Whenever I hear men calling women queens and goddesses I smile to think how utterly dumbfounded they would be if we should arrogate to ourselves the prerogatives of royalty. A man was once talking to his minister about "woman's sphere." "Don't you think, Brother B.," he said, "that God created woman to be company for man?" "Company!" snapped out a quickwitted little woman who was sitting by. "Then why don't you treat us like company? Who ever heard of putting company to cooking and scrubbing and patching old clothes?" If we are queens, why don't you treat us like queens?

The language of mediæval romance is not applicable to women of the nineteenth century. Women nowadays are not leaning from their casements, waving adieux to plumed knights. They are not sitting at castle windows listening to a troubadour's serenade and waiting to be crowned "Queens of Love and Beauty." The "doughty deeds" that please "my lady" of the nineteenth century are a lance-thrust against prejudices that hinder woman's free development, or a tournament against the injustice that robs her of the rights of humanity, and the crown she craves is the crown of a perfected womanhood won by the exercise of every talent that God has given her.
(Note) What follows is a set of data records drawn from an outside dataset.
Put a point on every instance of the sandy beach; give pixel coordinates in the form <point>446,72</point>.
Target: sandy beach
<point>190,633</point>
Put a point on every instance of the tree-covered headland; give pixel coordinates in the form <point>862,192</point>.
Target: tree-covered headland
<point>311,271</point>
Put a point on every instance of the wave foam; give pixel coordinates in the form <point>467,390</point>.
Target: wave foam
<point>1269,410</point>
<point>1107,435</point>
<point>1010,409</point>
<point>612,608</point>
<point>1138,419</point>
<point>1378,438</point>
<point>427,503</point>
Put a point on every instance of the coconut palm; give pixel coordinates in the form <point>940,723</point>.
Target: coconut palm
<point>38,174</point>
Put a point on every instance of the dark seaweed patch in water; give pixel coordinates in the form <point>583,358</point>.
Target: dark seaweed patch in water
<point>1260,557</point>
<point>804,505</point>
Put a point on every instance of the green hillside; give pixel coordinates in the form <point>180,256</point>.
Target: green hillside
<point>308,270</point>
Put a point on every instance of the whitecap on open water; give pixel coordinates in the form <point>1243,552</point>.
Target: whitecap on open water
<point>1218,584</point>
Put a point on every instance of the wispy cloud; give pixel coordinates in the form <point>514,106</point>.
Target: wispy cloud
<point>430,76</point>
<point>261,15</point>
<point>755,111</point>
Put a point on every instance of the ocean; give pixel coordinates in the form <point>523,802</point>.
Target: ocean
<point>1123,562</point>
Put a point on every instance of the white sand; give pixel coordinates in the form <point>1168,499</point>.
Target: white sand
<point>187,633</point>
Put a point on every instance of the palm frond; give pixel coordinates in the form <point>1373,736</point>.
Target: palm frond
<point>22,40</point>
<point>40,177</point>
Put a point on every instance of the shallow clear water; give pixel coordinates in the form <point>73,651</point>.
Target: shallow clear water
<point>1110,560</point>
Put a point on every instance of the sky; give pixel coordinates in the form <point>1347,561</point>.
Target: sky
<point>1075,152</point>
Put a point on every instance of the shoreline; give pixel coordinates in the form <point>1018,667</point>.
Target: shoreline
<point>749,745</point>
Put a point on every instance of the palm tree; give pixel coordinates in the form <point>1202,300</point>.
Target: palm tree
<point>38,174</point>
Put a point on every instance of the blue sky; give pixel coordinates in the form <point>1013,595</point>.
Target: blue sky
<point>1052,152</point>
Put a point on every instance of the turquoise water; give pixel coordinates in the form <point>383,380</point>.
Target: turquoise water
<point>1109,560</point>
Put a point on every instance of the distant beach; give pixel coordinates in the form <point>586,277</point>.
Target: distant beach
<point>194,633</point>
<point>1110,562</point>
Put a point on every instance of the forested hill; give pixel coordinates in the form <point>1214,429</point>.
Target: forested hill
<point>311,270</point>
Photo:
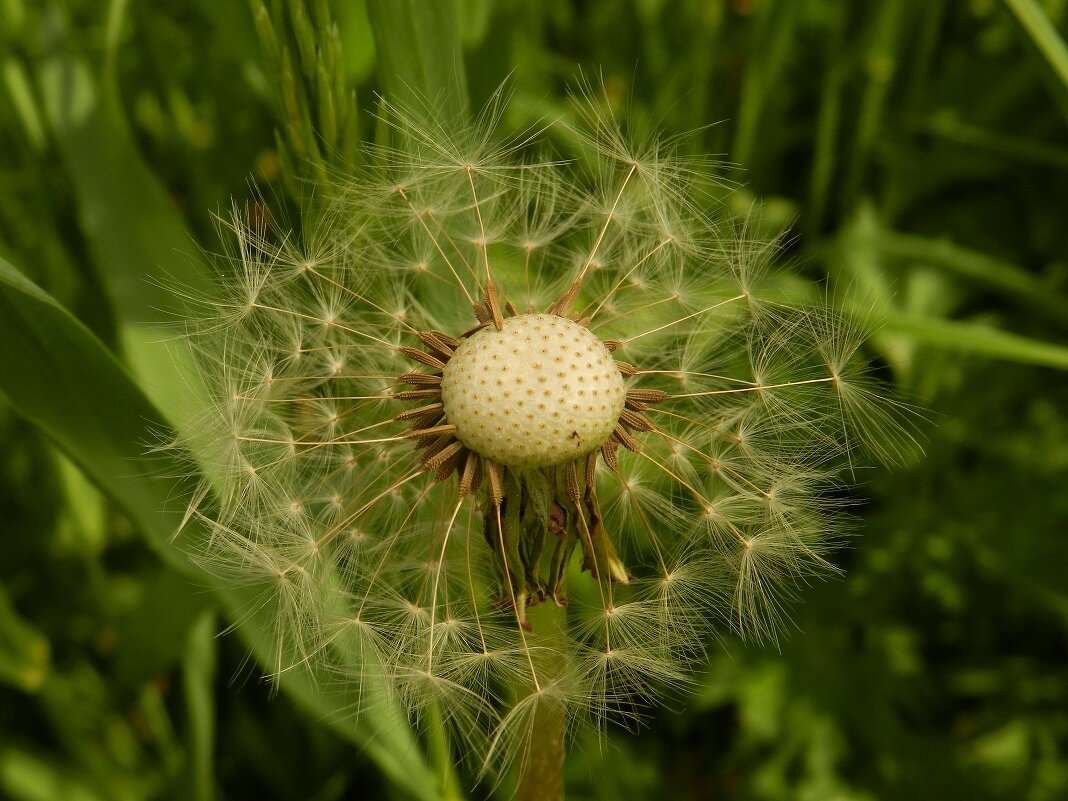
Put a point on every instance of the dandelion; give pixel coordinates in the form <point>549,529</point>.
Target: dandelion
<point>522,435</point>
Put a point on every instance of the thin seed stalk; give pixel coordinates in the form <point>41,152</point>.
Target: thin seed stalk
<point>542,765</point>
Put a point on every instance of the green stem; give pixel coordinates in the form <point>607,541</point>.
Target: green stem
<point>441,755</point>
<point>542,755</point>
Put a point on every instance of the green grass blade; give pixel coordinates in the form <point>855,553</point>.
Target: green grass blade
<point>1041,37</point>
<point>975,339</point>
<point>58,375</point>
<point>198,680</point>
<point>25,652</point>
<point>971,264</point>
<point>137,237</point>
<point>420,59</point>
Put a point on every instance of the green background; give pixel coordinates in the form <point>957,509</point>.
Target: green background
<point>917,150</point>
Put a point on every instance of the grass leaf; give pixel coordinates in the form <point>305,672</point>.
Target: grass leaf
<point>58,375</point>
<point>419,52</point>
<point>1042,38</point>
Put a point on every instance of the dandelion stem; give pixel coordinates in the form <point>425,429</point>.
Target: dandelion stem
<point>542,763</point>
<point>442,755</point>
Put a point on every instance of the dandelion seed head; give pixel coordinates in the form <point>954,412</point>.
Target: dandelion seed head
<point>488,372</point>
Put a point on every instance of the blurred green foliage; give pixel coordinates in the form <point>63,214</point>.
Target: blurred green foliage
<point>917,147</point>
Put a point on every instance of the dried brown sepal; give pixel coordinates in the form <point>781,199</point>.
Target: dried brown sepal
<point>432,450</point>
<point>563,305</point>
<point>446,457</point>
<point>469,473</point>
<point>610,453</point>
<point>437,343</point>
<point>634,421</point>
<point>419,379</point>
<point>474,329</point>
<point>412,413</point>
<point>624,438</point>
<point>423,358</point>
<point>591,473</point>
<point>427,420</point>
<point>496,482</point>
<point>432,432</point>
<point>571,478</point>
<point>493,303</point>
<point>647,396</point>
<point>415,394</point>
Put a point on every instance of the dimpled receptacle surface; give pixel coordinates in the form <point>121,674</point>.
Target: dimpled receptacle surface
<point>542,391</point>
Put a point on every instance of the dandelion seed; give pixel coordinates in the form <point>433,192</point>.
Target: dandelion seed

It is idiotically maintained by some that if women have justice they must relinquish chivalry. "Give me the luxuries of life and I will dispense with its necessaries," said a witty Frenchman. Give women justice and they can dispense with chivalry. The chivalry of mediæval days was a disgusting sham, and much of our nineteenth century chivalry is open to the same objection. The chivalry that leads a man to give a woman a seat in a street car, but at the same time does not prevent him from looking on with apathetic indifference while she is defrauded of her property rights, is not the sort of chivalry that a self-respecting woman values.
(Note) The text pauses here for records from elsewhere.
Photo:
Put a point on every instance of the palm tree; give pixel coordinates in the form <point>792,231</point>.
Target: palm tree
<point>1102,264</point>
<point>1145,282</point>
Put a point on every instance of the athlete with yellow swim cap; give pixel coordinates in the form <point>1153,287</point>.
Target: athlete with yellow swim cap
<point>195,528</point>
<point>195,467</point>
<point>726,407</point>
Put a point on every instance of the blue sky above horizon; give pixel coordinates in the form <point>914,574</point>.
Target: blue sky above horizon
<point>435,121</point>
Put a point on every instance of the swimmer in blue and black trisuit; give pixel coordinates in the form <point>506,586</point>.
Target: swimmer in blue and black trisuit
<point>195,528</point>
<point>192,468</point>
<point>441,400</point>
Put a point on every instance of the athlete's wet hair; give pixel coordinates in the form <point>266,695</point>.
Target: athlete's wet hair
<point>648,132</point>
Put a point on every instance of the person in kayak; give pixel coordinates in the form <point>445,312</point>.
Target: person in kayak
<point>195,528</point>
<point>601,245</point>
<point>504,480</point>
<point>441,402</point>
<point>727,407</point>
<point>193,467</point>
"The profession of woman is a hard one," said Victor Hugo. Everywhere she is the life-giver, and as if maternity were not enough, the heaviest drudgery of domestic life falls to her share even in the most civilized countries. I once heard a good Methodist minister say with emphasis "There is not a comfort that man enjoys that women do not have to suffer for." In return for all this vicarious and unavoidable suffering so patiently endured by women, it would seem that men, from the depths of their tender chivalry, would have said long ago: "If there is anything in this wide universe that you covet, O, Woman: name it and it is yours, if my effort can obtain it for you. Go where you will, do as you please. "The Queen can do no wrong.' The right to perfect liberty is yours by reason of your humanity, and if it were not, you have earned it by reason of your womanhood."
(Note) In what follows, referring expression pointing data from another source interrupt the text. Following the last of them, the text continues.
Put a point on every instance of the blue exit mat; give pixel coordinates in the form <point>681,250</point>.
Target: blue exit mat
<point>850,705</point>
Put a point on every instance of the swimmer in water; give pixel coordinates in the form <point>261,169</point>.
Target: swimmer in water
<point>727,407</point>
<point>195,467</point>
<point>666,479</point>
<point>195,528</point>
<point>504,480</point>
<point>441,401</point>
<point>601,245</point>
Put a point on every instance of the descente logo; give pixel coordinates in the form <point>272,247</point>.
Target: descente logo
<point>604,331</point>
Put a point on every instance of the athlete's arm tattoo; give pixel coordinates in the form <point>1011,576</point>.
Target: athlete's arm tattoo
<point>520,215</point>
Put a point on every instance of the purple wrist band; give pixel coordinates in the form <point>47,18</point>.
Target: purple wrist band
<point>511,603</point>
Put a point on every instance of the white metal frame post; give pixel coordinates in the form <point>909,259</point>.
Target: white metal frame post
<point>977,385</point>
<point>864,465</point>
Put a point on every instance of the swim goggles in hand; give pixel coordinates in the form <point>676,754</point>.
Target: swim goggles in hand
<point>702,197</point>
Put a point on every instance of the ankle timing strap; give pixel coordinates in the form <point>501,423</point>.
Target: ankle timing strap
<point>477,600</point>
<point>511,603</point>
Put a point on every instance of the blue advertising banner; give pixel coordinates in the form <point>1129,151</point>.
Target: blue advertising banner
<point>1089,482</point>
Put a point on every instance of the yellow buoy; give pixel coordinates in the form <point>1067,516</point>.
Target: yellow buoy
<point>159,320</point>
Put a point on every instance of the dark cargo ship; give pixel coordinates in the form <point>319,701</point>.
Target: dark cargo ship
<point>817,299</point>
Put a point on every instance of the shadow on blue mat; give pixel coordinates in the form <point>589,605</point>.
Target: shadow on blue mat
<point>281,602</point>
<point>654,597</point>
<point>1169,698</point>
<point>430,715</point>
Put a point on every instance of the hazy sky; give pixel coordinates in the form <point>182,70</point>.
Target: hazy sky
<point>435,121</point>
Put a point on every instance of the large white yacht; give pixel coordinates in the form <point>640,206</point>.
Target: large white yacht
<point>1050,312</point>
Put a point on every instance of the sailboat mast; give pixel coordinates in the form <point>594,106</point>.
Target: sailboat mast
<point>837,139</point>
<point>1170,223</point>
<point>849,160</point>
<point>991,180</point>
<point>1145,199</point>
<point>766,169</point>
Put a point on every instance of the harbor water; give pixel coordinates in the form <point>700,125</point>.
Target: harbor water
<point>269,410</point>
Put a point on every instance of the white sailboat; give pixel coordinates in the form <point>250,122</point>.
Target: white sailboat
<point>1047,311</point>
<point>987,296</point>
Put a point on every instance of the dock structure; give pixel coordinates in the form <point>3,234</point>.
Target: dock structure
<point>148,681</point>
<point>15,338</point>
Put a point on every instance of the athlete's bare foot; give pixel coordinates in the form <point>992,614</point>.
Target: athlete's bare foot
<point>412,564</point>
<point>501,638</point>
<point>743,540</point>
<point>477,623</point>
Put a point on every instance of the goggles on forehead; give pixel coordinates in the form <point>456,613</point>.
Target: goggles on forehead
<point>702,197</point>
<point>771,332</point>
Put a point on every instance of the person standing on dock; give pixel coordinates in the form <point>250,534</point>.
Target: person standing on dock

This is the "Chivalry of the Nineteenth Century," and it is the only utterance on the woman question that can consistently come from the lips of the political party that advocates "The largest individiual liberty consistent with the rights of others."

In conclusion let me present two wise sayings for the benefit of all anti-suffragists:

"What is justice?" says Artistotle, "To render to every man his own."

We call this "The land of the free," but "How can a people be free that has not learned to be just?" -- A Kentucky Woman.

_____

"The one Divine work -- the one ordered sacrifice -- is to do justice, and it is the last we are inclined to do." -- Ruskin.